Forecasting Lakers Wins/Losses with Machine Learning and Linear Discriminant Analysis

2023-08-19

| Brief History

I got the idea to do this project from a previous project I did in my STAT 632 class. In that presentation I tried to model the relationship between Points Per Game and several other predictors.

| Context

The data set for this analysis comes directly from basketball reference.
  • Specifically it is the Lakers’ average game data for the 2019-2020 regular season. I was interested in doing this analysis because that season was interrupted by the COVID-19 pandemic, leading the regular season for all teams to end at 73 games instead of the typical 82 game season.

| Context

  • At the time of the pandemic, the Lakers had only played 63 games as did other teams, and when it resumed they played an additional 10 games, not including a truncated playoffs. I was interested to see if there would be any differences between the pandemic games versus if the pandemic never happened.

Hypothesis

So, to do this I am interested in forecasting Wins and Losses based on four predictors: Team points, Opponent Points, and Games played with W/L as the response variable.

| Methods: Exploratory Analysis

To start, I did a brief exploratory analysis in R.

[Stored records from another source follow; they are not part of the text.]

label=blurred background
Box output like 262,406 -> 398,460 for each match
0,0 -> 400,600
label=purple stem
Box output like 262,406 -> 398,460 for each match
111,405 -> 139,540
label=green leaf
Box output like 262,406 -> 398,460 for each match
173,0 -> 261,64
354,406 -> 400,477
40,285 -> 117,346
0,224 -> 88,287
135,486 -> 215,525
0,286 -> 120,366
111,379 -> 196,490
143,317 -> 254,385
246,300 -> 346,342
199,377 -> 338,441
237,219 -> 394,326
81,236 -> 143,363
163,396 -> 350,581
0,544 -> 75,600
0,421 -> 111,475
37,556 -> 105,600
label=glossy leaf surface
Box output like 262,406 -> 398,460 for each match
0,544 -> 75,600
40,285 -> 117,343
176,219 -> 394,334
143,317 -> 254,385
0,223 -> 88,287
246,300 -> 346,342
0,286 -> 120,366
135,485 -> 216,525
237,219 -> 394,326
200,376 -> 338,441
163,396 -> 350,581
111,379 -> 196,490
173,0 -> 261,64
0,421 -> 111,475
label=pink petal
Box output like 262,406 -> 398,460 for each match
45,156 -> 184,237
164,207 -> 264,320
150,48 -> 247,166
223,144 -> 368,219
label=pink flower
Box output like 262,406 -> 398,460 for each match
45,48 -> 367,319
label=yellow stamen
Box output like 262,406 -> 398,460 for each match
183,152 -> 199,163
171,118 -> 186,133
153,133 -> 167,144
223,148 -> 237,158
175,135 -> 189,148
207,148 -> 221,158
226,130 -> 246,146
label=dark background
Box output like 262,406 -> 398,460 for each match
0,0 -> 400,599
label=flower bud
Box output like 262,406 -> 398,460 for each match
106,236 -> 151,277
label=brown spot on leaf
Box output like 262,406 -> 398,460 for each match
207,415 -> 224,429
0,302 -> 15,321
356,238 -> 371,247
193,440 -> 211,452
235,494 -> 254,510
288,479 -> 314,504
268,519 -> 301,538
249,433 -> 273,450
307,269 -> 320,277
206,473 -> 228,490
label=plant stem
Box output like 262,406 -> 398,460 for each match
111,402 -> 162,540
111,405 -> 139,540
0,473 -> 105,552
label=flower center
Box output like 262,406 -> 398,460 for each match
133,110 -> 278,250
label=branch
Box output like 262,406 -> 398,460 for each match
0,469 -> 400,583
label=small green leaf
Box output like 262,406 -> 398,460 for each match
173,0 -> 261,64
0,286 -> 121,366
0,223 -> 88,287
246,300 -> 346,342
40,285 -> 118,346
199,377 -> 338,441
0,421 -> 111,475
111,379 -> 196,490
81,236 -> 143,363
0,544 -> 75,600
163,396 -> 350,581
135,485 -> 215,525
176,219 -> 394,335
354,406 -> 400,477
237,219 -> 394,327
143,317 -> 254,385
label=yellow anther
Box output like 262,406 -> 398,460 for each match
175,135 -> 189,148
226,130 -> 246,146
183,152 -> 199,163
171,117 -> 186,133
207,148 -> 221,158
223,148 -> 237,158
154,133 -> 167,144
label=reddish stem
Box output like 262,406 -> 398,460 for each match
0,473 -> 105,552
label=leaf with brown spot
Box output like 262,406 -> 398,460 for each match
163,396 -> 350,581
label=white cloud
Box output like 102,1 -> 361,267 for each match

Fig 1. Plot of Games versus Team points and Opponent points. Most of the blue curve (Lakers score) was higher than the yellow curve (opponents’ score).

| Analysis

Here is the head of the dataset.

Games Team Score Opponent Score Wins/Losses
1 102 112 L
2 95 86 W
3 120 101 W
4 120 91 W
5 102 112 L

| Analysis

I performed an 80/20 test and training set split for the data.

| Analysis

I decided to test four different models to see which one was most accurate for my purposes. The dotplot showed that LDA (linear discriminant analysis) would be the best data to help predict W/L.

| Analysis

dotplot(results)

Fig 2. Analysis of the most effective model.

| Analysis

  • The next step was to obtain a formula for the linear discriminant which would allow us to assign an LDA score to help us create an LDA score for W/L. The equation for the linear discriminant involving the predictors was

\[ LD1=-0.033G + 1.4956Tm + -1.431Opp \].

| Analysis

  • LD scores were calculated for each value and then subtracted from the mean of each LD1 value for those values of LD1 that were a Win for the Lakers, and a Loss. Then those values were averaged to get a LDA score of -0.8667901 or roughly -0.867.

| Analysis: Decision Boundary and LDA Score

  • A score of about -0.867 means that, when incorporating other predictors in the LD1 calculation:
  1. Any value above -0.867 was very likely to be a “W”
  2. Any value below -0.867 was very likely to be a “L”

| Analysis

Since I already know the numbers of the missing games, the next step was to obtain a Team score and Opponent score based on the data.

  • I created a for-loop using an empty data frame to simulate 19 pairs of numbers randomly picked from the uniform distribution, with a min of 84 and a max of 143.
x=19
N=2
A = as.data.frame(matrix(data=NA, nrow=x, ncol = N))
v = c("Tm", "Opp")
colnames(A) = v

for(i in 1:x){ 
  ran = runif(19, min=84, max = 143)
  A[i,] = round(sample(ran, 2, replace=FALSE), 0)
}

| Analysis

  • These min/max numbers are based on the fact that the Lakers lowest/highest score from any game was about an 88 and 142, while the lowest/highest score an opponent ever achieved against the Lakers was about 80 and 139, respectively.

| Analysis

Here are the top 5 data for the predicted scores and W/L.

G Predicted Team Score Predicted Opponent Score Predicted W/L
64 109 134 W
65 93 102 L
66 119 97 L
67 97 114 W

Results

From the simulation, I was able to conclude that had the Lakers played all 82 games, they would have won 55 games, and lost 27, with a final win percentage of 67% and a loss percentage of 33%.

  • This is lower than what they actually achieved during the truncated regular season, which was 49 W (78%) and 14 L (22.2%) out of 73.